Immersive video streaming
According to Apple, immersive video content can be presented to a user in three dimensions using a wearable display device, such as a virtual reality headset or augmented reality headset. Further, different portions of the immersive video content may be presented to a user, depending on the position and orientation of the user’s body and/or user inputs.
Apple’s patent FIG. 1 below shows an example system #100 to present immersive video content to a user #102. System 100 includes video content source #104 communicatively coupled to portable display device #106 via network #108.
The portable display device can be any device that is configured to be worn by a user and to display visual data to the user. For example, the wearable display device can be a wearable headset, such as a virtual reality headset, augmented reality headset, mixed reality headset, or wearable holographic display.

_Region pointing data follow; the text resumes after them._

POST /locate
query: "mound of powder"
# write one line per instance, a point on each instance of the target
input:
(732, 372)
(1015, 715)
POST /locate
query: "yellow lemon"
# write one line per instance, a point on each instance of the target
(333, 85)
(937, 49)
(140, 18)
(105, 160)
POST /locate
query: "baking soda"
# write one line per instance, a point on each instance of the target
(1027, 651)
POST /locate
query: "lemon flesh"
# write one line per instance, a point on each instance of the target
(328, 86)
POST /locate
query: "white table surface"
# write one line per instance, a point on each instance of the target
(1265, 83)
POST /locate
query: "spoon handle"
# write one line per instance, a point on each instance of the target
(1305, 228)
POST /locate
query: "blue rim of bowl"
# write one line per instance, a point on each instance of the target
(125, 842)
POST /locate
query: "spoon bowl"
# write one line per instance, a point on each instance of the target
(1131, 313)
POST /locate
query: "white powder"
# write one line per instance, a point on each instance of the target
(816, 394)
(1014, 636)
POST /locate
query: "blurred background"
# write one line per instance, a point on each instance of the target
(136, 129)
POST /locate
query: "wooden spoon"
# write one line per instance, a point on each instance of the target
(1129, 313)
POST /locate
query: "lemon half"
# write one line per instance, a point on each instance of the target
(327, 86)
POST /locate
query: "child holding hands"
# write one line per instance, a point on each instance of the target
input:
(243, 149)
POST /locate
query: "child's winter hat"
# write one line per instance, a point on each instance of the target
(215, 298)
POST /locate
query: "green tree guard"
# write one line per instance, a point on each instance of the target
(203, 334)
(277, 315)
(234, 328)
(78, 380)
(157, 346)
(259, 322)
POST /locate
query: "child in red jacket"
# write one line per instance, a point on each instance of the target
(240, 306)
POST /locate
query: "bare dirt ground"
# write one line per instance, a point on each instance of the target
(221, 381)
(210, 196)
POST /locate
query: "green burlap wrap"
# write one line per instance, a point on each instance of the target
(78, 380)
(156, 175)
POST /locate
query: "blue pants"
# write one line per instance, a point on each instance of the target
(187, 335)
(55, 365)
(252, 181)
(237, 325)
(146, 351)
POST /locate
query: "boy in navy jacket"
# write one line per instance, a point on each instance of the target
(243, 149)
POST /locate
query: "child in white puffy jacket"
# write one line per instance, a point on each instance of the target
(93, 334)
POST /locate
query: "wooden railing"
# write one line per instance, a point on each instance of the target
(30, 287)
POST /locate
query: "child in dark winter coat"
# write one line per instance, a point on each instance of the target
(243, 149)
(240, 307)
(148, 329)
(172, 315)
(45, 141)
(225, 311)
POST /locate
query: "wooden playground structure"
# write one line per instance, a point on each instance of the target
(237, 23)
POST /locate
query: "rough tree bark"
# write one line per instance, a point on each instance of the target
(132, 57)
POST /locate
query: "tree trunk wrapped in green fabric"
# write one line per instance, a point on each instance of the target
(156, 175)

Apple’s patent FIG. 2A above is a diagram of an example window for presenting immersive video content; FIG. 2B is a diagram of exemplary degrees of freedom of movement of a user’s body.
Apple HMD Window
Following patent FIG. 2A, Apple notes that immersive video content #200 may include visual data that may be presented in a range of viewing directions and/or viewing locations relative to a user. A window #202 can be selected to present some of the immersive video content to the user (eg, based on the position and/or orientation of the user’s head) to give the user the impression that it visualizes the visual data according to a particular view field of view and/or viewing perspective.
Further, the viewport may be continuously updated based on the user’s movements to give the user the impression that they are moving their gaze through a visual environment.
The helmet sensors can also be configured to detect the position and/or orientation of a user’s head in multiple dimensions. For example, referring to FIG. 2B, a Cartesian coordinate system can be defined so that the x-axis, y-axis, and z-axis are orthogonal to each other and intersect at an origin point O (for example, corresponding to the position of the user’s head).
The sensors (#120, FIG. 1) can detect the user translating their head along one or more of these axes and/or rotating their head around one or more of these axes (for example , with six degrees of freedom, 6DoF).
For example, sensors can detect when a user moves their head forward or backward (eg, along the x-axis), sometimes referred to as a “snap” movement. As another example, sensors can detect when a user translates their head left or right (for example, along the y-axis), sometimes referred to as a “rocking” motion. As another example, sensors can detect when a user translates their head in an up or down direction (eg, along the z axis), sometimes called a “lifting” motion.
As another example, sensors can detect when a user turns their head around the x axis, sometimes called a “roll” motion. As another example, sensors can detect when a user turns their head around the y axis, sometimes called a “pitch” motion.
As another example, sensors can detect when a user turns their head around the z axis, sometimes called a “yaw” movement.
Developers and/or engineers could dig deeper into the details of this invention under US Patent 11570417 B2 granted by Apple.
- Fanyi Duanmu: video coding and processing engineer
- Jun Xin: director of engineering, coding and video processing
- Xiaosong Zhu: Senior Software QA Engineer (many years of experience in broadcasting, digital video encoding process and IPTV industry)
- Hsi-Jung Wu: No LinkedIn profile found.